Tentang Hukum : Pembuktian Alat Bukti dalam Perkara Pidana dan Perdata
Pembuktian sebagai bentuk gambaran yang berkaitan tentang kebenaran atas suatu peristiwa, sehingga dari peristiwa tersebut dapat diperoleh kebenaran yang dapat diterima oleh akal.
Alat bukti memiliki hubungan dengan suatu perbuatan, di mana alat bukti dapat dipergunakan sebagai bahan pembuktian guna menimbulkan keyakinan hakim atas kebenaran adanya suatu tindak pidana yang telah dilakukan terdakwa.
Pada dasarnya, pembuktian dalam perkara pidana berbeda dengan pembuktian dalam perkara perdata. Di dalam perkara pidana pembuktian bertujuan untuk mencari kebenaran materiil, yaitu kebenaran yang sesungguhnya.
Sedangkan pembuktian dalam perkara perdata bertujuan untuk mencari kebenaran formil, yaitu hakim tidak boleh melewati batas-batas permintaan diajukan oleh para pihak yang berperkara. Hakim hanya cukup membuktikan dengan preponderance of evidence/ Sedangkan hakim pidana dalam mencari kebenaran materiil maka peristiwanya harus terbukti.

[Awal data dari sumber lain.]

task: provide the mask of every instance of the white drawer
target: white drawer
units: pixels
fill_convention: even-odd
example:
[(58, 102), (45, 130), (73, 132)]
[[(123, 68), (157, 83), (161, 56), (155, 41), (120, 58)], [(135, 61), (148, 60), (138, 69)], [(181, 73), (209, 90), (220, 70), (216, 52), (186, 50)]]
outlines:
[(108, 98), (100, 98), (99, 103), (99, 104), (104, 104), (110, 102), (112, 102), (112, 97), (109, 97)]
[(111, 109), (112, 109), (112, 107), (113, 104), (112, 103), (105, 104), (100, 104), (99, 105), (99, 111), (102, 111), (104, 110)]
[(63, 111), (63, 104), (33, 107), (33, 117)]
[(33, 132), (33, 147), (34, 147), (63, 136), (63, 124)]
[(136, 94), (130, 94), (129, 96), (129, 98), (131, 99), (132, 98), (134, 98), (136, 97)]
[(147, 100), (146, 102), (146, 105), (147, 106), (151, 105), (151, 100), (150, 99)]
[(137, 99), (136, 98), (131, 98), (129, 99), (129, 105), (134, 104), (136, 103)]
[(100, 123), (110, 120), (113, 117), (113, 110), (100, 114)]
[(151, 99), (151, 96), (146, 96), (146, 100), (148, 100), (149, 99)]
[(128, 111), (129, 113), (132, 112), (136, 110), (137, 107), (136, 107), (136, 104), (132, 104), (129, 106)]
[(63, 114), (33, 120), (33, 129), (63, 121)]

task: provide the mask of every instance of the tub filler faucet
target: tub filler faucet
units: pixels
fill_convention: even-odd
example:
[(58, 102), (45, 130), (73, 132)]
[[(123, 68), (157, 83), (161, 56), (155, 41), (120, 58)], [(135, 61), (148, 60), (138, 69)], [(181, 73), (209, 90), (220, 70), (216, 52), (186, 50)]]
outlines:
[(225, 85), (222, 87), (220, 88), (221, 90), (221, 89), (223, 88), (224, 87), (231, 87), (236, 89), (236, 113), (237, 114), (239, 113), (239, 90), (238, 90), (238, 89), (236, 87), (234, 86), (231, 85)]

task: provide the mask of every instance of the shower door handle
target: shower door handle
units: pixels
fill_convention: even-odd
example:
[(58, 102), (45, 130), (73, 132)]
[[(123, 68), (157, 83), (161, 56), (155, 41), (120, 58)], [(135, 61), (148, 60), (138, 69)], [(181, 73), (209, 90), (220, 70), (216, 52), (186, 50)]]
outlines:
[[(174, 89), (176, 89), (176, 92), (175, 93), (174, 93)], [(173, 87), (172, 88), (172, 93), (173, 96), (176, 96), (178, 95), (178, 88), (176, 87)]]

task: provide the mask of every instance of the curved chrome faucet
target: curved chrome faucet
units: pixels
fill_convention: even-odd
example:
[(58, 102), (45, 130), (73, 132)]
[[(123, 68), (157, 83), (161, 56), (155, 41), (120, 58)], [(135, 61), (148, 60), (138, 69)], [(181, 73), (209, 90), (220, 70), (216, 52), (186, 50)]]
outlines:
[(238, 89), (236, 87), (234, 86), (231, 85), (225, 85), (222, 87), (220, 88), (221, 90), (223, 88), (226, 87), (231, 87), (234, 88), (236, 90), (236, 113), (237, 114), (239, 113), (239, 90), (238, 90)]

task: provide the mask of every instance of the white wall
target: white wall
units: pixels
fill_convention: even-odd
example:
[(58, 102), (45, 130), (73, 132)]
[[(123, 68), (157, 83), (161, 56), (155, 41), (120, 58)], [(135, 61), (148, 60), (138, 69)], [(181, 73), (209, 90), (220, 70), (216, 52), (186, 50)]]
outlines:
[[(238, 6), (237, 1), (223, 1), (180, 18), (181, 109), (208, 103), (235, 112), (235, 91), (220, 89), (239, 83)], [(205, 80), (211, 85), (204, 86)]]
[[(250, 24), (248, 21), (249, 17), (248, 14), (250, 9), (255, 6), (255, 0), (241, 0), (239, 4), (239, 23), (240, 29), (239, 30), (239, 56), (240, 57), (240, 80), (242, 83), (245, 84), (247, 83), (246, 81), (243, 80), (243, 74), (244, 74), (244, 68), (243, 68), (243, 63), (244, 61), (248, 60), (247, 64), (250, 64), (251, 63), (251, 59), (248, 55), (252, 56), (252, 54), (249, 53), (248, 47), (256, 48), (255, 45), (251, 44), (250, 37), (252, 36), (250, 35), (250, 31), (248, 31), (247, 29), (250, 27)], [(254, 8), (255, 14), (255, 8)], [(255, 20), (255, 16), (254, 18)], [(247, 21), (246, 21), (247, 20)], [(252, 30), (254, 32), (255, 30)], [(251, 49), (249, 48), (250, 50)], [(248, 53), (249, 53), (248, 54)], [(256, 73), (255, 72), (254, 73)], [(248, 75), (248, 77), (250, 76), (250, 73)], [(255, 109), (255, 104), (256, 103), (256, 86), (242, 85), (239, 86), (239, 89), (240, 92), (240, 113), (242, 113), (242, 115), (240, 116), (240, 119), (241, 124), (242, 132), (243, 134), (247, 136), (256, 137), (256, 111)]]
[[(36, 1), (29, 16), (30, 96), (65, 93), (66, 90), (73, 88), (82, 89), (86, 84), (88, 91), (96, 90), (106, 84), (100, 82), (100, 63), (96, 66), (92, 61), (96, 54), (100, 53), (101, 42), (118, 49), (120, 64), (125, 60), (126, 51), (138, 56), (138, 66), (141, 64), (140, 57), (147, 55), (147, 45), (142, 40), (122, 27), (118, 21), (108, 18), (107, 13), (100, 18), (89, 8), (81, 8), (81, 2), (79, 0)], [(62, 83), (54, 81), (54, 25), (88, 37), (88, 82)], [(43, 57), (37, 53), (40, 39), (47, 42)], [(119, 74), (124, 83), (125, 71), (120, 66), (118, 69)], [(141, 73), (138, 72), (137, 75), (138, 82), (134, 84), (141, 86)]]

Terdapat beragam bentuk pembuktian, yang setiap perbedaannya tergantung kepada bagaimana ahli hukum memberikan referensi dari setiap pembuktian. Ahli hukum akan memberikan definisi dengan mendefinisikan sebuah pembuktian.
Tujuan dari pembuktian sebagai bentuk gambaran yang berkaitan tentang kebenaran atas suatu peristiwa, sehingga dari peristiwa tersebut dapat diperoleh kebenaran yang dapat diterima oleh akal.
Pembuktian mengandung makna bahwa benar suatu peristiwa pidana telah terjadi dan terdakwa bersalah melakukannya sehingga harus adanya sebuah bentuk pertanggungjawaban.
Ada empat teori pembuktian, yaitu :
1. Pembuktian menurut undang-undang secara positif
2. Pembuktian berdasarkan keyakinan hakim saja
3. Pembuktian berdasarkan keyakinan hakim secara logis
4. Pembuktian berdasarkan undang-undang secara negatif
Dalam Pasal 184 ayat (1) KUHAP disebutkan bahwa alat bukti yang sah adalah keterangan saksi, keterangan ahli, surat, petunjuk, dan keterangan terdakwa. Hanya alat-alat bukti yang sah menurut UU yang dapat dipergunakan untuk pembuktian.
Alat bukti yang sah adalah alat bukti yang ada hubungannya dengan suatu tindak pidana, di mana alat bukti tersebut dapat dipergunakan sebagai bahan pembuktian guna menimbulkan keyakinan bagi hakim atas kebenaran adanya suatu tindak pidana yang telah dilakukan oleh terdakwa.
M. Yahya Harahap di dalam bukunya menyatakan, alat bukti adalah suatu hal berupa bentuk dan jenis yang dapat membantu dalam hal memberikan keterangan dan penjelasan tentang sebuah masalah perkara untuk membantu penilaian hakim di dalam pengadilan.
Jenis alat bukti yang menjadi alat bukti diperlukan di dalam perkara Perdata maupun perkara Pidana. Di dalam perkara Perdata, alat bukti yang diakui diatur dalam Pasal 1866 KUHPerdata.
Dalam Pasal 1866 KUHPerdata, alat bukti terdiri dari bukti tulisan, bukti dengan saksi-saksi, persangkaan-persangkaan, pengakuan, dan sumpah.
Sedangkan alat bukti hukum acara Pidana diatur dalam Pasal 295 HIR, yang alat buktinya berupa keterangan saksi, surat-surat, pengakuan, dan petunjuk.
Selain alat bukti yang diatur di dalam hukum acara pidana dan hukum acara perdata, terdapat alat bukti tambahan yang diatur dalam UU No.11 Tahun 2008 yang telah direvisi menjadi UU No.19 Tahun 2016 tentang Informasi dan Transaksi Elektronik. Undang-undang tersebut menjelaskan, salah satu bentuk pengakuan alat bukti elektronik sah baik dalam perkara perdata maupun pidana.